In our previous blog post, we covered some of the exploratory analysis we did for Highfive, a modern meeting room collaboration and video conferencing solution. We determined the right metric for measuring customer engagement: something we call “sustained call hours/device/day” (SCH/BD). It’s a moving average of the hours of Highfive usage per day normalized by the number of Highfive devices.
By analyzing Highfive’s data, we found that a customer who is engaged within 100 days is much more likely to expand their use of Highfive and buy more devices in the future. In other words, they have a much higher lifetime value (LTV). So we set out to build a model that would predict long-term engagement. Using SCH/BD, we wanted to look 100 days into the future.
Building a model to predict customer engagement
Mathematically, our goal was to create a model that could do two things:
- Figure out which features were important for driving long-term customer engagement.
- Use those results to predict long-term customer engagement based on the features customers are using.

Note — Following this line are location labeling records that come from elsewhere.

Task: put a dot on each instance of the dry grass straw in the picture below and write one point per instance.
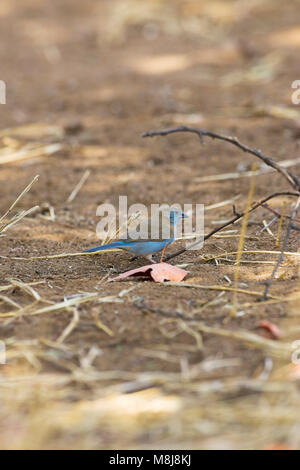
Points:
(280, 224)
(5, 223)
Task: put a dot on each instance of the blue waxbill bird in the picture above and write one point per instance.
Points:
(147, 246)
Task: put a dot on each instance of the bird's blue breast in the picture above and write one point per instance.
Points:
(144, 247)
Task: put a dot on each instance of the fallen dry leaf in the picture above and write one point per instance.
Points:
(159, 272)
(272, 330)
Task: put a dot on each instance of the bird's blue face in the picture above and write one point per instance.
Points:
(175, 216)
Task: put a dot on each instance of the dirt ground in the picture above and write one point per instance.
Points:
(142, 364)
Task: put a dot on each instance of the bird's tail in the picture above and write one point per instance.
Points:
(105, 247)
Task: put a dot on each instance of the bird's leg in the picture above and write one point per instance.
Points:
(163, 253)
(149, 257)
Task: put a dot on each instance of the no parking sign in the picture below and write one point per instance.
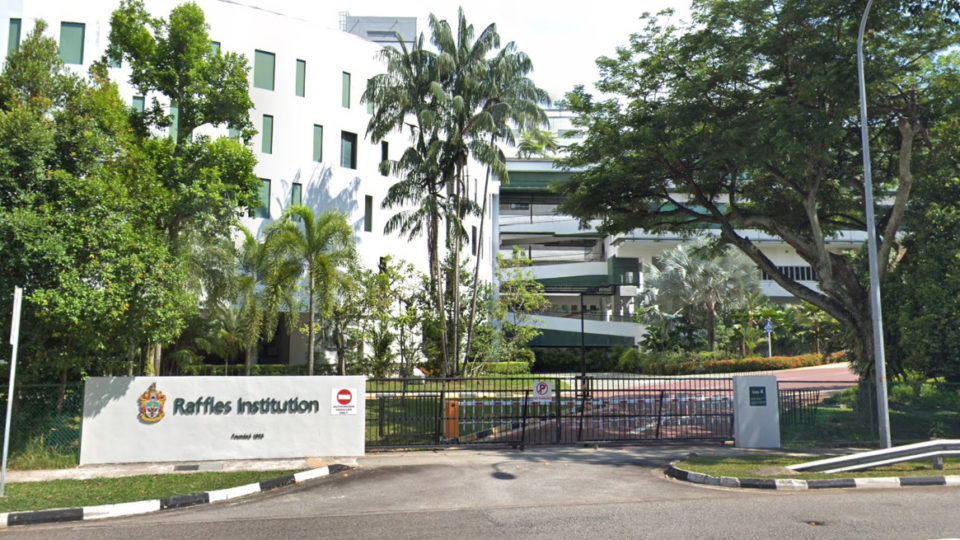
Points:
(542, 391)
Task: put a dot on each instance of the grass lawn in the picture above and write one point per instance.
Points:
(751, 467)
(840, 425)
(481, 384)
(24, 496)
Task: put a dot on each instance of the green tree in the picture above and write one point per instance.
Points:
(747, 119)
(698, 284)
(320, 246)
(922, 297)
(266, 285)
(200, 186)
(459, 103)
(514, 308)
(74, 222)
(537, 142)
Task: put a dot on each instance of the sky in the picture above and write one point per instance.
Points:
(562, 38)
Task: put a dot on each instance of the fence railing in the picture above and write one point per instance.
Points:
(438, 412)
(45, 416)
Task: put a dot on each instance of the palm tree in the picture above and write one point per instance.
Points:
(512, 99)
(695, 280)
(454, 100)
(410, 94)
(265, 286)
(317, 246)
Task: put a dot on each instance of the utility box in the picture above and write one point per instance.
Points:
(756, 414)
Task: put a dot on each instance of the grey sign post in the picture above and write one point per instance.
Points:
(14, 340)
(769, 329)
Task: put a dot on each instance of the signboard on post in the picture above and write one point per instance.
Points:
(344, 401)
(756, 417)
(151, 419)
(542, 392)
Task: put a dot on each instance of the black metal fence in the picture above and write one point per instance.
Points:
(511, 411)
(798, 405)
(45, 417)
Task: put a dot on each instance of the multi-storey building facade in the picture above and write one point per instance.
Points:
(592, 279)
(306, 80)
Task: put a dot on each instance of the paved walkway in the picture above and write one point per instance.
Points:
(137, 469)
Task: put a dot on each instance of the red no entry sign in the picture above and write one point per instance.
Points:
(343, 401)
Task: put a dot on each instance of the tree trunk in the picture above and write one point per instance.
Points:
(154, 356)
(434, 233)
(455, 315)
(476, 271)
(63, 391)
(248, 360)
(311, 332)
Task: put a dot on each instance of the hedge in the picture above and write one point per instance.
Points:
(653, 363)
(506, 368)
(256, 369)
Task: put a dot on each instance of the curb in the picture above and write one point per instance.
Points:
(104, 511)
(792, 484)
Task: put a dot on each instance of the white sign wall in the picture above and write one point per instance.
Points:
(147, 419)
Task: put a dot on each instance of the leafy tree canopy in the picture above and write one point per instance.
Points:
(747, 119)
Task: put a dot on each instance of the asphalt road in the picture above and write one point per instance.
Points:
(540, 493)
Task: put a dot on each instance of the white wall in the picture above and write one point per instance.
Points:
(328, 53)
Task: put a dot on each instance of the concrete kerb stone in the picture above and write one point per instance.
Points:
(793, 484)
(104, 511)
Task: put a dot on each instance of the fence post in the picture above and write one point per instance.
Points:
(659, 413)
(559, 410)
(523, 425)
(440, 410)
(381, 412)
(583, 406)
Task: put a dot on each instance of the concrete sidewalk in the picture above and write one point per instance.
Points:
(659, 454)
(137, 469)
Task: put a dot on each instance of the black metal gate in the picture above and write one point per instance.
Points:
(514, 411)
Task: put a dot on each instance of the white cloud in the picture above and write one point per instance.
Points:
(563, 38)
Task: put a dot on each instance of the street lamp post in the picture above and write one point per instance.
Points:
(883, 416)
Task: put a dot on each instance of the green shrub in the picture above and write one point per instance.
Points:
(933, 396)
(567, 359)
(903, 394)
(688, 363)
(847, 398)
(506, 368)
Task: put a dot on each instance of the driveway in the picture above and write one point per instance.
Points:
(539, 493)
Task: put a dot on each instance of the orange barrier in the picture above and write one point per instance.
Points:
(451, 426)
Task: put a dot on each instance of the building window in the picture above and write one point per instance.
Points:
(263, 67)
(369, 103)
(13, 39)
(796, 273)
(266, 135)
(348, 150)
(317, 143)
(174, 120)
(367, 213)
(301, 77)
(296, 194)
(263, 211)
(71, 42)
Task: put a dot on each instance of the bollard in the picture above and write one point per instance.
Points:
(451, 426)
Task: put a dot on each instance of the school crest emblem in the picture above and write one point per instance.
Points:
(151, 404)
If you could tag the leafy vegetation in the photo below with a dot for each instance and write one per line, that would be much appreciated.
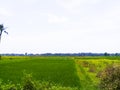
(57, 73)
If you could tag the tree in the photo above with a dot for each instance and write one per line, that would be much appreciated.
(2, 29)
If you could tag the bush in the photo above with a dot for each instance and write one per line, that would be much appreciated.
(110, 78)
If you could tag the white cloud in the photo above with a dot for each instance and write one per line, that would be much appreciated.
(73, 4)
(56, 19)
(5, 12)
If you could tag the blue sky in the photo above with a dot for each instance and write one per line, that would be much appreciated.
(60, 26)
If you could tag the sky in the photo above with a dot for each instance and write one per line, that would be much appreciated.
(60, 26)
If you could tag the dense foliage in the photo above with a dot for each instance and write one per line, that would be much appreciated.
(110, 78)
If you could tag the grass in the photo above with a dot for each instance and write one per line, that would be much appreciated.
(79, 72)
(60, 70)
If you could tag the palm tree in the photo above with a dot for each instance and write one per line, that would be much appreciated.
(2, 29)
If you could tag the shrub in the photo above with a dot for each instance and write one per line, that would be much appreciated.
(110, 78)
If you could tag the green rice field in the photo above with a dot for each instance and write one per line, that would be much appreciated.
(80, 72)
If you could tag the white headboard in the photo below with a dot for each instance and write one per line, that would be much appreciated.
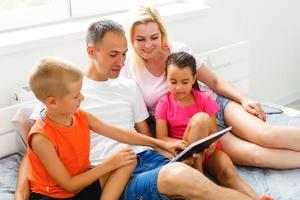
(231, 63)
(10, 139)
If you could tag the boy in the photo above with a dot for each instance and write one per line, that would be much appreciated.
(59, 141)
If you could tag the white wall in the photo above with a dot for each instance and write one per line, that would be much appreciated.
(271, 27)
(273, 31)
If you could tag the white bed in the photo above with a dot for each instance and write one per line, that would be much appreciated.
(281, 184)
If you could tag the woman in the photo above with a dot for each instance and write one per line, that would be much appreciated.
(265, 145)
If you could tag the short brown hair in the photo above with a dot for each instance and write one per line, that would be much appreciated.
(97, 31)
(51, 76)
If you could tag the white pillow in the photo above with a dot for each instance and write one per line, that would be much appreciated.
(22, 121)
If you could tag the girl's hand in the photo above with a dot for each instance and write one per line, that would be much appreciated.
(211, 149)
(122, 157)
(175, 147)
(254, 108)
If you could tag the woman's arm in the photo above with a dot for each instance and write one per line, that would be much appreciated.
(129, 137)
(224, 88)
(22, 187)
(46, 152)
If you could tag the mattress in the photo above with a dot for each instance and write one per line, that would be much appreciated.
(281, 184)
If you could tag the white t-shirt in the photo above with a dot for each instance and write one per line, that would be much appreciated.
(117, 102)
(153, 87)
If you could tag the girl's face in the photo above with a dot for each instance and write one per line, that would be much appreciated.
(146, 40)
(180, 81)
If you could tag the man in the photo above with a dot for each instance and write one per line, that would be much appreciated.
(117, 101)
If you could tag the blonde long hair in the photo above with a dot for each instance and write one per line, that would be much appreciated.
(143, 15)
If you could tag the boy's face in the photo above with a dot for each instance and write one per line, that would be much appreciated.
(109, 55)
(70, 103)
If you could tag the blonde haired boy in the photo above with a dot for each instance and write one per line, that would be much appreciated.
(59, 141)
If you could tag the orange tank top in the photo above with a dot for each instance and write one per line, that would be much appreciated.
(72, 145)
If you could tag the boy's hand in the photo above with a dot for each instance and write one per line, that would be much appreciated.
(174, 147)
(123, 157)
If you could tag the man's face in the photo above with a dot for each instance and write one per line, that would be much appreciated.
(109, 55)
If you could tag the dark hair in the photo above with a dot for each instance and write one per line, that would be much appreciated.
(97, 30)
(183, 60)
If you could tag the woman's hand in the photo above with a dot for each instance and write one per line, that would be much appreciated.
(254, 108)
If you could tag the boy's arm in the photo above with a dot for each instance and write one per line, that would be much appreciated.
(162, 131)
(129, 137)
(22, 187)
(46, 152)
(142, 127)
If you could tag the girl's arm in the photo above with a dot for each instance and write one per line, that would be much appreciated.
(46, 152)
(128, 136)
(162, 131)
(223, 87)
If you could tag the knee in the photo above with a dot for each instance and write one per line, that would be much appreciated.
(266, 136)
(170, 173)
(256, 157)
(227, 174)
(184, 180)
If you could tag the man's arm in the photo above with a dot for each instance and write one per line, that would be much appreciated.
(142, 127)
(22, 187)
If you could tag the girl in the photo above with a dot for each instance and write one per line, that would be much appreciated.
(185, 115)
(148, 50)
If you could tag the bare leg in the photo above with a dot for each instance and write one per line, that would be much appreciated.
(180, 180)
(114, 183)
(258, 156)
(221, 168)
(198, 128)
(23, 187)
(252, 129)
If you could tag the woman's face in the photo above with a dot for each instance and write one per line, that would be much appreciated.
(146, 40)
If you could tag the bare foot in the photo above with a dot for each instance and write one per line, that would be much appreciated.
(265, 197)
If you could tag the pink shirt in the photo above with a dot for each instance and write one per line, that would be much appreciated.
(178, 116)
(153, 87)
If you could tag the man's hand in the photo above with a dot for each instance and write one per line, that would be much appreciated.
(254, 108)
(211, 149)
(175, 147)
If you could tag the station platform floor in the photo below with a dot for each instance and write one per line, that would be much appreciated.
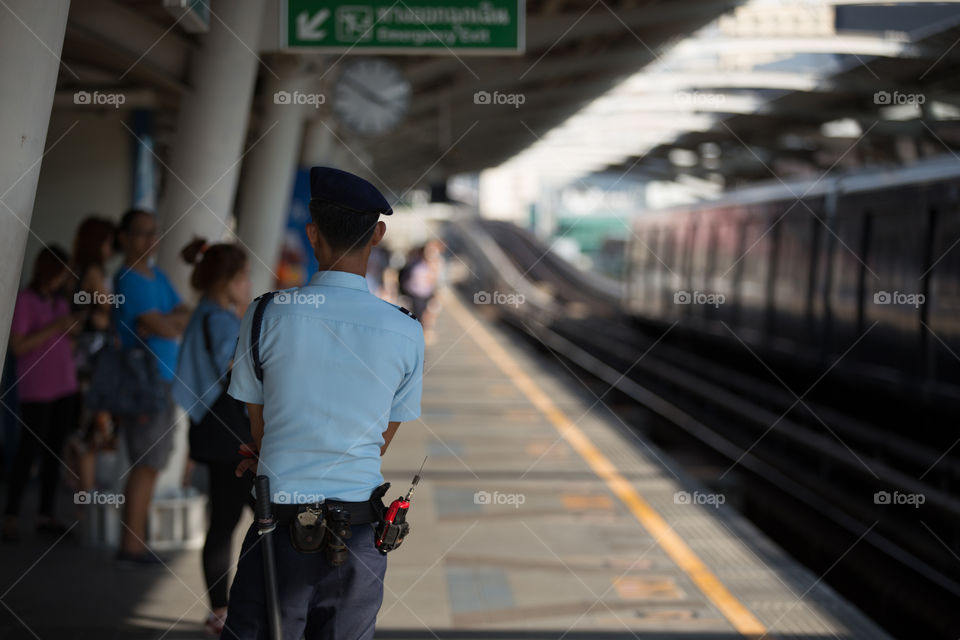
(540, 515)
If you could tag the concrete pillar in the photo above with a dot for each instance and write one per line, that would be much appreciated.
(201, 183)
(31, 39)
(269, 170)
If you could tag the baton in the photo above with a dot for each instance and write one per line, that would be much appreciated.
(265, 526)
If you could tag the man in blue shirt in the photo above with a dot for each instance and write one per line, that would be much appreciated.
(337, 371)
(149, 316)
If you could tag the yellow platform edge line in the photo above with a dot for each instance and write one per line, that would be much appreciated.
(669, 540)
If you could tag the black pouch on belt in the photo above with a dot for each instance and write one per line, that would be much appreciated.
(338, 532)
(307, 530)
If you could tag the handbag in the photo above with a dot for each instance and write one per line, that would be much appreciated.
(216, 437)
(126, 382)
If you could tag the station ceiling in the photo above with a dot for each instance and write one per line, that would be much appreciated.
(575, 51)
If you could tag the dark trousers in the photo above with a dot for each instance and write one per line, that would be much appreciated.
(317, 600)
(228, 494)
(47, 426)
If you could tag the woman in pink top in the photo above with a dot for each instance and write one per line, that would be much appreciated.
(46, 384)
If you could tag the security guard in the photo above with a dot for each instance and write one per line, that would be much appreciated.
(330, 376)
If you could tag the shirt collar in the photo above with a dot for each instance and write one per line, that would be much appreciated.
(339, 279)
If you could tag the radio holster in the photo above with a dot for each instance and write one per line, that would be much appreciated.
(389, 534)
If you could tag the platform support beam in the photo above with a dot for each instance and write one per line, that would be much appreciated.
(269, 169)
(201, 180)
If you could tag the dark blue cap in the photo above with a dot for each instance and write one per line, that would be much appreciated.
(346, 190)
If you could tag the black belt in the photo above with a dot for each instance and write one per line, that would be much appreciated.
(360, 512)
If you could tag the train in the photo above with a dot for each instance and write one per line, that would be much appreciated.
(858, 272)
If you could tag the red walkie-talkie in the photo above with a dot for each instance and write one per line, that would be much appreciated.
(394, 526)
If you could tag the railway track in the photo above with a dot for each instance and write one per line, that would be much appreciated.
(811, 475)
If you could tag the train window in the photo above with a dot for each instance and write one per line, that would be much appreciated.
(755, 264)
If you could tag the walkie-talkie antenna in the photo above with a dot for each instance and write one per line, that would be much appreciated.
(416, 478)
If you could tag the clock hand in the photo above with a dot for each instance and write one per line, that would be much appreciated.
(364, 91)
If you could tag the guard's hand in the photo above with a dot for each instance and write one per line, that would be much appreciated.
(250, 459)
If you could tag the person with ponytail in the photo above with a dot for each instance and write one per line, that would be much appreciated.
(218, 423)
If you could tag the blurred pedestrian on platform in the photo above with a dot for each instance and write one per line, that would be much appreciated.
(151, 318)
(46, 383)
(218, 423)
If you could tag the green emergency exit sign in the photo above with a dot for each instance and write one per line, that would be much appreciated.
(403, 26)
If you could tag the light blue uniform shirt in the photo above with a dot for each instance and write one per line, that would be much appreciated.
(338, 365)
(201, 375)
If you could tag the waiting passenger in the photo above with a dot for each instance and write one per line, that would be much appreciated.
(218, 423)
(47, 385)
(152, 318)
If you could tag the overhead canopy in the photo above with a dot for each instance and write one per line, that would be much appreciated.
(775, 88)
(575, 51)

Fortunately, since Highfive started collecting data early on, we had almost two years of historical data to train on—so this was squarely a supervised learning problem. We initially contemplated creating a regression-based model to predict the continuous value of SCH/BD—but Highfive didn’t care too much about the exact value of SCH/BD. They cared about how customers with very low engagement differed from the customers with high engagement.
So we decided to use a trick we’ve often used in the initial model building phases—create a classifier to model the extreme ends of the distribution. By feeding the model a cleaner, more extreme dataset, we’re removing some of the noise so that the model can see the signal more clearly.
To this end, we removed customers with middling engagement (with 0.25 < SCH/BD < .75) from our data set. We then labeled the customers that had SCH/BD < 0.25 after 100 days as “long-term disengaged” (i.e. class 0) and the customer that had SCH/BD > 0.75 after 100 days as “long-term engaged” (i.e. class 1).
All of this was done in Mode using a combination of SQL and Python. We wrote a single query to select the SCH/BD for every company at 100 days. We then used Python to filter the data and do the final labelling to create our dependent variable vector, y. We stored this as a Pandas Series: the index was the company name, the values were 0 if “long-term disengaged” and 1 if “long-term engaged.”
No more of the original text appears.